Creating and maintaining the needed supply chains to create a seamless experience for customers isn't easy, though. "At scale, it is difficult to do these things, when we're talking about millions of devices and being able to orchestrate them to make money for vendors," Dobbs said. On the flip side, companies that already have such supply chains will be able to drive more value from them.

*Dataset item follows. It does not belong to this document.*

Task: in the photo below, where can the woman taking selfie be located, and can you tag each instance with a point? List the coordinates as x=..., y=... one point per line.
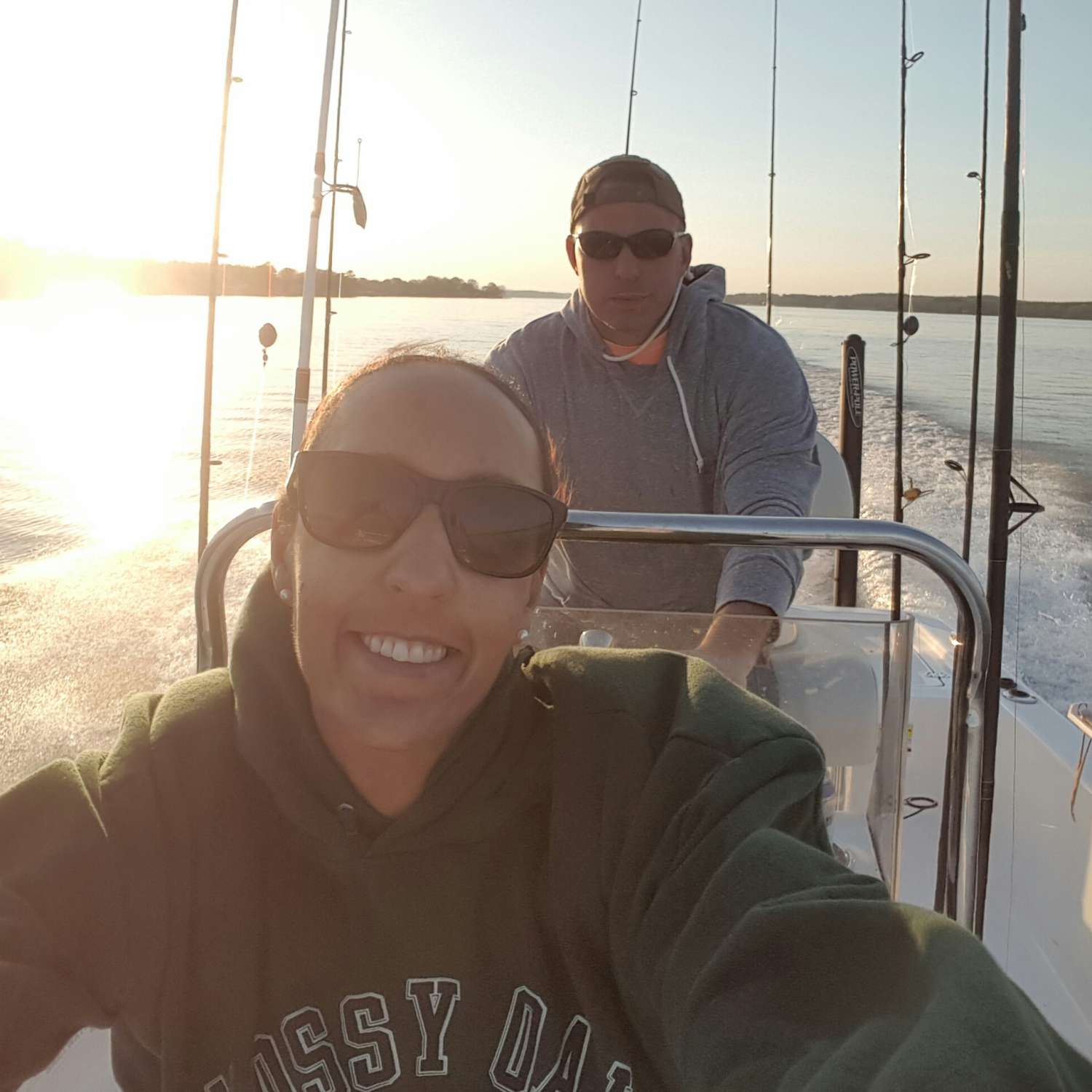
x=381, y=850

DaaS is all about the customer
Ultimately, DaaS is gaining traction because business customers and consumers want to make things easier for themselves, Dobbs said. "In the end, the customers don't care about the device itself. They just want an outcome. If it breaks, they just want it replaced. They want service. All those things are valuable to customers."
And that's where the flexibility and value of DaaS can solve problems for users, Dobbs said. "This is the way customers now want to get their devices. The business buyers are expecting the same level of service and experience in their work as they are in their consumer lives. Customers want to try before buying, pay as they go, and have more of a consumption-based model, where they get charged as they go for what they use."
By using DaaS, customers potentially pay less up-front, but could spend more over time for the overall package of devices and integrated services and support. Cost-savings aren't usually why customers are attracted to DaaS in the first place, Dobbs said.
For hardware vendors that aren't filling these demands in the future, it will be a challenging environment in the future, he said.
"The opportunity today is to do this proactively," Dobbs said. "Customers want to buy it this way, so you are going to have to move this way, like it or not. COVID-19 is also highlighting the fact that more and more customers will be embracing this approach."